On yedi yaşında Üçüncü Yıldız'a ulaşmış olması daha önce görülmemiş bir şeydi. Eğer Eugene büyü konusunda büyük bir yetenek gösterememiş olsaydı, Gilead Lovellian'dan Eugene'i daha fazla eğitim için ana malikaneye dönmeye ikna etmesini istemişti.
'Beyaz Alev Formülü bir Öz biçimi olarak kalbin etrafında yıldızlar yaratır. Dövüş sanatlarının Çekirdekleri ve büyü Çemberleri farklıdır... ama o bir Çemberden gelen manayı kendi başına Beyaz Alev Formülününkiyle değiştirebildi mi?
Bu, hayranlık yerine gerçekten korku duyabileceği noktaya kadar korkunç bir yetenek seviyesiydi. On yedi yaşındaki bir çocuk hiç hata yapmadan böyle bir mana kontrolü sergileyebilmiş ve bir dövüş sanatının mana sistemini Çemberlerinkinin yerine koyabilmişti.
Bir Çekirdek gerçekten büyü için kullanılabilir miydi? Teorik olarak imkânsız değildi. İsimleri meşhur olan nadir sihirli kılıç ustaları arasında birkaçı kendilerine özgü yöntemlerle büyü yapabiliyordu. Ancak, bir Çember yerine bir Çekirdek kullanan birini hiç duymamıştı.
Her şeyden önce, buna gerek var mıydı? Çember çemberdi ve Öz de Öz'dü. Eğer mana kontrolünüzü arttırmak istiyorsanız, yeni bir Çember yaratmak çok daha etkiliydi.
"Beyaz Alev Formülü bu kadar özel mi?
Böyle bir olasılığı görmezden gelemezdi. Ne de olsa Beyaz Alev Formülü'nün yaratıcısı Büyük Vermut'tu. Vermouth, dövüş sanatlarında olduğu kadar büyüde de aynı derecede yetenekli olduğu için Her Şeyin Ustası olarak biliniyordu. Ancak şu anda Vermouth'un büyü yapmak için Çemberler mi yoksa tamamen farklı bir yöntem mi kullandığını kesin olarak bilmek mümkün değildi.
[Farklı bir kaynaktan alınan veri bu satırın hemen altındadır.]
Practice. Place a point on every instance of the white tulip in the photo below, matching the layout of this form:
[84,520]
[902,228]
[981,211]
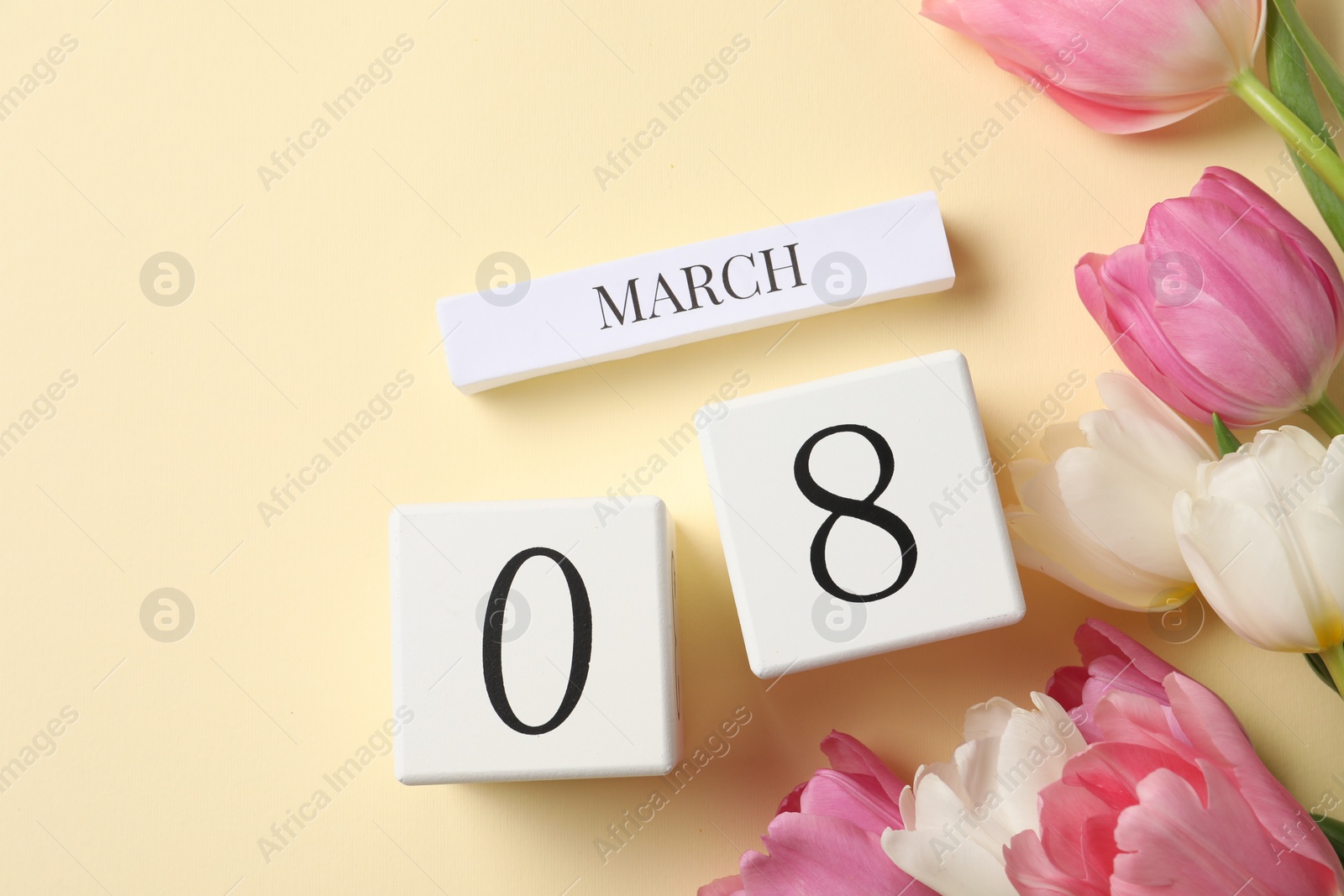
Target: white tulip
[960,815]
[1097,517]
[1263,532]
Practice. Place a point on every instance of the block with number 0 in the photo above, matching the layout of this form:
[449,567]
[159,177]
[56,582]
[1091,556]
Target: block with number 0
[859,515]
[534,640]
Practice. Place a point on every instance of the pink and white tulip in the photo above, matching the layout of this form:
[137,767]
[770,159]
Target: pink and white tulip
[960,815]
[1171,805]
[1227,305]
[826,837]
[1120,67]
[1112,661]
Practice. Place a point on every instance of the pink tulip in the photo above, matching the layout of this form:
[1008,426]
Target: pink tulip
[1229,305]
[1171,805]
[827,835]
[1112,661]
[1119,67]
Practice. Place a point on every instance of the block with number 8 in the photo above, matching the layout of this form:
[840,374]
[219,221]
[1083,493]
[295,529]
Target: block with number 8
[534,640]
[859,515]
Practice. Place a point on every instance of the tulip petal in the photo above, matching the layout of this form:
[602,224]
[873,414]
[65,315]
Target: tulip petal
[831,793]
[820,856]
[1240,560]
[1151,65]
[850,757]
[1173,842]
[1032,872]
[723,887]
[1121,392]
[945,864]
[1132,335]
[1215,734]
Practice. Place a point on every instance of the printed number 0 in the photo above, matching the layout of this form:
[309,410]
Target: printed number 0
[860,510]
[492,649]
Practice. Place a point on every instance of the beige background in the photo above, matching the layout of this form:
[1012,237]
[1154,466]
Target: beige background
[316,291]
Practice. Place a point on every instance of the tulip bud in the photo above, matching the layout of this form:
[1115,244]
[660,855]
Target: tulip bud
[1229,304]
[1119,67]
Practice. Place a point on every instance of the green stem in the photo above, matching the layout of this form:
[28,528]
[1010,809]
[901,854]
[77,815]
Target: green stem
[1327,417]
[1316,54]
[1334,658]
[1299,136]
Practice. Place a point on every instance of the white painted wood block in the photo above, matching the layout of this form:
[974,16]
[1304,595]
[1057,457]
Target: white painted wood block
[512,328]
[859,515]
[533,640]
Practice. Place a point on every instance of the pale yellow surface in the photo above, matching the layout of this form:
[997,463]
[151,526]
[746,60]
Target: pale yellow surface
[316,291]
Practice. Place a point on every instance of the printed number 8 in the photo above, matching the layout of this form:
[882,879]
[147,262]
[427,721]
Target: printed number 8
[860,510]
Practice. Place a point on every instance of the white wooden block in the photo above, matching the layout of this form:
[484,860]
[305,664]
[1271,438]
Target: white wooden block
[512,328]
[571,676]
[859,515]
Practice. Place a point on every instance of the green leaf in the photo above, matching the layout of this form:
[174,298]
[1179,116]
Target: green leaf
[1317,665]
[1227,443]
[1316,54]
[1292,83]
[1334,832]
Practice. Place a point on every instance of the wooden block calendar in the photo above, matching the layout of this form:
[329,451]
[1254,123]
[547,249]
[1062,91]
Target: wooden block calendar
[512,328]
[859,515]
[533,640]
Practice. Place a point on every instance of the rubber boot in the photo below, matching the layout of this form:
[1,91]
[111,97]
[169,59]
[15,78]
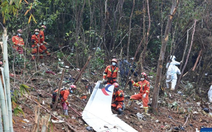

Bununla birlikte, Vermouth'tan sonra, ana aileden doğan ve Baş Büyücü olarak adlandırılabilecek başka bir büyücü olmamıştı.
"Tahminen, Beyaz Alev Formülünün Üçüncü Yıldızı bir Üçüncü Çember büyücüsüne mi karşılık geliyor?
Bilge Sienna çeşitli farklı büyüleri, onları yapmak için gereken Çember sayısına göre ayırmıştı. Birinci Çember büyücüleri Üçüncü Çember büyülerini kullanamazdı. Bunun nedeni, Birinci Çember tarafından üretilen mananın Üçüncü Çember büyüsü yapmak için gereken mananın çok altında kalmasıydı.
Elbette bu mutlak bir standart değildi. Bazen, kendi Çemberlerinin sınırlarını aşan yüksek seviyeli büyü yapabilen birkaç nadir dahi vardı. Lovellian böyle bir örnekti. Üçüncü Çembere ulaştığında, Beşinci Çembere kadar her türlü büyüyü yapabiliyordu.
"...Eugene'in dışarı çıktığını mı söylediniz?" Lovellian sonunda sordu.
"Evet, bir randevusu olduğunu söyledi ve öğleden önce ayrıldı," diye yanıtladı Hera.
Lovellian golemden uzaklaşırken, "Bu büyük bir şans," dedi.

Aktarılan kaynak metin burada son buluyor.